Lazare Mendy a arrêté de consommer du tabac, grâce aux images. Au début, explique-t-il, il a pensé qu’il n’allait jamais pouvoir arrêter. ‘’Un jour, j’ai demandé à ma petite sœur d’aller m’acheter du tabac. Elle a refusé sur instruction de ma mère. J’y suis allé moi-même. Quand le boutiquier m’a tendu le paquet, j’ai sursauté. Il m’a dit que c’étaient les nouveaux paquets. Automatiquement, mon envie a bizarrement disparu’’. A son retour à la maison, il a été tenté, à plusieurs reprises, de continuer à fumer. ‘’Quand l’envie de fumer me reprenait, je prenais un verre d’eau citronnée. Je l’ai fait pendant deux mois.

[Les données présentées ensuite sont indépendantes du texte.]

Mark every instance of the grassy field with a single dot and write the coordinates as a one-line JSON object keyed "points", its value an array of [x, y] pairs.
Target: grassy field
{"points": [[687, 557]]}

Aujourd’hui, j’ai tourné définitivement cette page’’, soutient Lazare qui conseille à ses camarades d’arrêter, parce que le tabac est nuisible.

Selon le coordonnateur du programme national de lutte contre le tabac (pnlt), Docteur Oumar Ba, l’application de la loi antitabac est un processus qui appelle un changement de comportements. Cette application, poursuit-il, ne se fait pas en un seul jour. ‘’A la veille de la sortie des décrets d’application de la loi antitabac, il n’y a pas eu de panneaux publicitaires sur le tabac. L’interdiction de fumer dans les lieux publics de même que les autres aspects de la loi sont en cours. C’est un processus lent. Mais, il n’y a aucun blocage’’, a précisé Dr Bâ, lors d’une rencontre avec la presse, en prélude à la journée mondiale de la lutte contre le tabac prévue aujourd’hui.